La veille a pour but d’alimenter la réflexion stratégique en rendant disponibles des informations pertinentes, utiles, rigoureuses et fiables sur des thèmes stratégiques pour le ministère de la Famille. Elle permet d’identifier les nouvelles tendances, pratiques émergentes et enjeux susceptibles d’influencer la prise de décision et de repérer les signes  permettant d’anticiper les changements importants.

Pour toute question, n'hésitez pas à communiquer avec l'équipe de la veille.


Activités à venir

Qc – Conférence en ligne gratuite – La participation des enfants en médiation familiale. Qu’en disent les médiateurs, les parents et les enfants?
Le 21 septembre 2021, 12 h à 13 h 15 - Inscription obligatoire

Qc – Colloque virtuel de l'Association d’Éducation Préscolaire du Québec
Les 21 et 22 octobre 2021 - Inscription obligatoire


Famille

 
 

L’Observatoire des tout-petits a lancé, dans le cadre de la Semaine Québécoise de la Paternité, un dossier sur l’engagement des pères, dont les bénéfices sont multiples pour le développement des jeunes enfants. Plus précisément, la réflexion s’articule autour de la question des leviers d’action collectifs que représentent les politiques publiques pour favoriser cet engagement. L’entrée dans la parentalité, les congés de paternité, la conciliation travail-famille, l’immigration et la séparation du couple font partie des différentes facettes du rôle de père traitées dans ce dossier Web.

 

Cette étude porte sur les composantes de l’engagement des participants au programme d’entraînement aux habiletés parentales (PEHP) intitulé : Ces années incroyables. L’assiduité, l’implication dans les rencontres et la réalisation des devoirs sont les trois composantes prises en compte auxquelles sont associées des caractéristiques des parents, des enfants et de la famille. L’échantillon de cette étude, dont le but est de faire ressortir les prédicteurs de ces composantes, comprend 89 parents ayant participé au PEHP et ayant un enfant d’âge préscolaire à risque sur le plan de la préparation à l’école. Les résultats révèlent que les parents satisfaits du programme et occupant un emploi sont plus assidus. Ceux qui adoptent des pratiques parentales positives sont satisfaits du programme et ceux qui ont un revenu plus élevé se montrent plus impliqués dans les rencontres. Enfin, les parents participants issus de familles monoparentales accomplissent moins les devoirs.

 

Cet article décrit la perception des jeunes trans concernant le soutien parental qu’ils ont reçu et de ses effets sur leur bien-être. Des entrevues semi-dirigées ont été réalisées auprès de 54 jeunes trans âgés de 15 à 25 ans résidant au Québec. Les résultats révèlent trois niveaux de soutien : le soutien fort; le soutien partiel (neutralité négative), où les parents appuient leur enfant sur certains plans sans vraiment accepter leur identité; et, finalement, le non-soutien ou rejet. Le non-soutien parental affecte négativement les jeunes trans, qui sont exposés à des situations plus précaires, faisant en sorte qu’ils se distancient de leurs parents et vont chercher d’autres formes de soutien. Le soutien partiel semble engendrer des effets négatifs sur l’estime et le bien-être des jeunes trans.

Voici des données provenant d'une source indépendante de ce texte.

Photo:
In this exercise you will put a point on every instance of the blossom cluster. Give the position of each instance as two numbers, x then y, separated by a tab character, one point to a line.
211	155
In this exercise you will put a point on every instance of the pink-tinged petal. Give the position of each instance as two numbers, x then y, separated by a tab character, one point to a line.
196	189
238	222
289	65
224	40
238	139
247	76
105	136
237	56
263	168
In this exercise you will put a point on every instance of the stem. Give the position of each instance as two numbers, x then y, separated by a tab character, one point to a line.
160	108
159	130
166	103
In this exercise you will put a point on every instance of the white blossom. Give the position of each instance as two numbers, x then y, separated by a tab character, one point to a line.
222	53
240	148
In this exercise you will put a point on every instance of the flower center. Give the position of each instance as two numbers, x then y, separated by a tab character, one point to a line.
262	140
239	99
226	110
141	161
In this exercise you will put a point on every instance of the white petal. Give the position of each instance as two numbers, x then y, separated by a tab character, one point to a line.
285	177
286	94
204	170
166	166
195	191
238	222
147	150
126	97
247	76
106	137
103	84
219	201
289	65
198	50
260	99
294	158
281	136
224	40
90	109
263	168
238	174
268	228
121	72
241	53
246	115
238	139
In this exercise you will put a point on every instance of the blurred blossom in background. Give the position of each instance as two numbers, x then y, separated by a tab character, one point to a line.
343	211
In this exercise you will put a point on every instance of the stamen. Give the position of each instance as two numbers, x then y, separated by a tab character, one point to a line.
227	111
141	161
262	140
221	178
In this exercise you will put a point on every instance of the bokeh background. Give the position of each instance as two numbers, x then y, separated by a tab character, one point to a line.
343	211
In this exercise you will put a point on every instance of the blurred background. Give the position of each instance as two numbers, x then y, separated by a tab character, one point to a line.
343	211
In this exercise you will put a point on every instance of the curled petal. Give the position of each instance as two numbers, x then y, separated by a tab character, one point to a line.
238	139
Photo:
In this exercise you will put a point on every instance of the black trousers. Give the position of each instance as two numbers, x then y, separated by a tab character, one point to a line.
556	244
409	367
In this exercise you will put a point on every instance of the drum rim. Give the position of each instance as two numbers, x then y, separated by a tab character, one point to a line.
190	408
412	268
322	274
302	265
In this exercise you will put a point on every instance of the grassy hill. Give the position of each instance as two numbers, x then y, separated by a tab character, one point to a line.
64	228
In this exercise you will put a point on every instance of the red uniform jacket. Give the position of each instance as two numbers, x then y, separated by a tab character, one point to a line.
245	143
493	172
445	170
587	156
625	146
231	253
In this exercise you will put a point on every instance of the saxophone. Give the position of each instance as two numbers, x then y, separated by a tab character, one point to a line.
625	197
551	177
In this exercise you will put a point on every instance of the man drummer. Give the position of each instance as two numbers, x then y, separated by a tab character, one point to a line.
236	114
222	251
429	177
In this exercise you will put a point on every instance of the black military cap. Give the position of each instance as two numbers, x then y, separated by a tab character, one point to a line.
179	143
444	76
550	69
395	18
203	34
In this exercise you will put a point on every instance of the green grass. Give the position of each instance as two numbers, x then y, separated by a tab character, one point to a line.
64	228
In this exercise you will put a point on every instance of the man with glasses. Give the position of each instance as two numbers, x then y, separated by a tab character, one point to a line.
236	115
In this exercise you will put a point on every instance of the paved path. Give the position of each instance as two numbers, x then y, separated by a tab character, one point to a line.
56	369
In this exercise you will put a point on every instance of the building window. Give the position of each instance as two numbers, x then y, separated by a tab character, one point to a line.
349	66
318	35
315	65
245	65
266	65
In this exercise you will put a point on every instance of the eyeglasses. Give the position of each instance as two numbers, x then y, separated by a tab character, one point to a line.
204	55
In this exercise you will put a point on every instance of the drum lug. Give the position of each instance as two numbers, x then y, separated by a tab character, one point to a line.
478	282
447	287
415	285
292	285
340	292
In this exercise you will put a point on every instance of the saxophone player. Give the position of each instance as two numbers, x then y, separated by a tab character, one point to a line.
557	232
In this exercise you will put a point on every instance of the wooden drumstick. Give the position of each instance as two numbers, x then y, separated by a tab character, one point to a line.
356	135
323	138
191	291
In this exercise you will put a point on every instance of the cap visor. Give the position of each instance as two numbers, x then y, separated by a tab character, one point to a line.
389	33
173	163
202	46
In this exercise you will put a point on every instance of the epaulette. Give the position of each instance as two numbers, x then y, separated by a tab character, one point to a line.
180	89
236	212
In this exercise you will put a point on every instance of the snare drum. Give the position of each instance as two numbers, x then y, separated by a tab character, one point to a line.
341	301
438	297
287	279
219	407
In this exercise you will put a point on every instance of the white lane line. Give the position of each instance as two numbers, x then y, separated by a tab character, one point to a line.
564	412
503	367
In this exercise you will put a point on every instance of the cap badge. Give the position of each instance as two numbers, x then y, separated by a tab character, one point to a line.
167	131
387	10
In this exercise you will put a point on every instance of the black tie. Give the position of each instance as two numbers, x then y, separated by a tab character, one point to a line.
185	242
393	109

Un soutien fort qui encourage l’expression de genre favorise le bien-être des jeunes et fortifie la relation avec leurs parents. L’étude montre également que, pour favoriser le bien-être des jeunes trans, l’acceptation parentale doit s’accompagner de gestes concrets qui permettent et encouragent clairement l’expression de genre.

 

Cette étude vise à déterminer si les interventions parentales effectuées au cours des trois premières années de vie d’un enfant ont des effets sur son développement et sur les parents eux-mêmes. Les chercheurs ont réalisé une méta-analyse des résultats de 102 essais randomisés contrôlés menés dans 33 pays. Ils constatent que les interventions parentales améliorent le développement cognitif, langagier, moteur et socioémotionnel des enfants ainsi que l’attachement pendant la petite enfance. Les interventions réduisent les problèmes de comportement chez les enfants, en plus d’améliorer les connaissances et les pratiques parentales ainsi que les interactions parents-enfants. Les auteurs soulignent la nécessité de mettre en œuvre des programmes parentaux à l’échelle mondiale pour améliorer les relations parents-enfants et promouvoir le développement sain des enfants pendant les premières années de la vie.

 

La Caisse nationale des allocations familiales de France dresse le portrait des politiques familiales de 27 pays de l’Union européenne. Utilisant les politiques familiales françaises comme point de comparaison, le rapport présente, pour chacun des États membres, une fiche portant sur les prestations familiales, les aides au logement, les services collectifs destinés aux familles, la fiscalité en lien avec la famille, les congés parentaux et les congés pour enfants malades ainsi que les revenus minimums garantis pour les familles en situation de précarité. Les indicateurs sur la situation démographique, familiale et sociale de chaque pays sont comparés à ceux de la France et à la moyenne européenne.

 

Cette enquête du Centre de recherche pour l'étude et l'observation des conditions de vie se penche sur la répartition des rôles dans les foyers pendant le premier confinement de mars 2020 selon le contexte familial et les professions exercées par les parents en France. Les résultats révèlent que la crise sanitaire et, notamment, le confinement, n’ont pas eu le même impact sur la vie professionnelle des deux parents. Les femmes sont restées plus souvent retirées de l’emploi, se sont davantage occupé des enfants, tout en éprouvant plus de difficulté à travailler chez elles. Par exemple, parmi les couples bi-actifs occupant un emploi, 53 % des mères indiquent avoir passé quatre heures et plus par jour à s’occuper des enfants contre 29 % des pères. De plus, un an après le premier confinement, le télétravail est plus fréquent chez les cadres masculins que chez leurs homologues féminines : les hommes disposent plus souvent que les femmes d’un espace pour pouvoir travailler (55 % c. 43 %). Enfin, les auteures notent qu’au-delà de l’éloignement de la vie professionnelle et de la charge parentale accrue, la crise sanitaire a généré une forme de retrait des femmes de la sphère publique.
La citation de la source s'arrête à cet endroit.